Students and postdoctoral fellows drive all of the research that we do in our group and are often the ones coming up with the creative solutions that are making the biggest impact. They are involved in all stages of the research process from planning to execution to dissemination. To young people interested in sustainable materials research, I would say that this field is only set to grow. The world is becoming increasingly aware that business as usual, where we just destroy the planet constantly, is not a way to move forward. There are many exciting, lucrative, meaningful careers to be had in this space, that will also offer the chance to make a positive difference in the world. 

With the growing public concern about the environmental impact of plastics and other materials, what do you see as the biggest opportunities and challenges in the field of sustainable materials in the coming years?
The biggest challenge with sustainable materials is very often cost. Once you come up with a material that works just as well and is cheaper than the alternative, the consumer will buy it – whether it is sustainable or not. So, whether it's electric cars, sustainable plastics, or efficient light sources, driving down costs to be competitive with existing technologies so that people will use them is key to achieving implementation. A perfect example of this is solar photovoltaics – these were very expensive for many years, but are now the cheapest way to generate electricity in many parts of the world, and as a result, solar cell deployment has exploded. So bringing costs down is essential to sustainable technologies, some of which will happen naturally as production scales up. 

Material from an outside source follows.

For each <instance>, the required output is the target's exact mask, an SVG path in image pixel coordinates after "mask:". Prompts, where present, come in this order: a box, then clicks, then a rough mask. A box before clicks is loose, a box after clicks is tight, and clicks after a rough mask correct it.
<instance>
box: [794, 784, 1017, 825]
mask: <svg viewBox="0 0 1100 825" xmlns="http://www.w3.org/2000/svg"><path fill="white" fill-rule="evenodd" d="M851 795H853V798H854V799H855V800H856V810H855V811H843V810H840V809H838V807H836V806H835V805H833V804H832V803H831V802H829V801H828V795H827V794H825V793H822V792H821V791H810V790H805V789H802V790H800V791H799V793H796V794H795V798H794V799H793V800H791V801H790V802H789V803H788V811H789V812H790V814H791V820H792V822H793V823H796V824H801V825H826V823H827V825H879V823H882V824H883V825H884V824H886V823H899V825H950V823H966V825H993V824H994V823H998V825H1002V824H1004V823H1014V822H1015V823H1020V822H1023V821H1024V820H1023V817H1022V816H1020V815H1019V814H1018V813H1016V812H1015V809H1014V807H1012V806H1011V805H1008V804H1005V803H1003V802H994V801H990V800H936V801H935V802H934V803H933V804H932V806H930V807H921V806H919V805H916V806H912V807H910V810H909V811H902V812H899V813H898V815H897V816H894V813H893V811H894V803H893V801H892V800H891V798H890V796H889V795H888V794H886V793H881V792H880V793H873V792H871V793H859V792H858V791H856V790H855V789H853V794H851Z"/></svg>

Where can individuals who are not specialized in your field access and view the results of your sustainable materials research? 
The research group that I lead is involved in the development of a wide range of technologies, spanning from lighting to photocatalysis used in process chemistry, and even biological imaging. As a result, the technologies we create have the potential to be applied in various fields, from the manufacturing of some of the pharmaceuticals that people take to the screens on their cell phones. Although our lab's work is not primarily focused on commercialization, the applications of our technologies can be found in many different areas. We also publish all of our work in peer-reviewed journals for other scientists and the public to read about.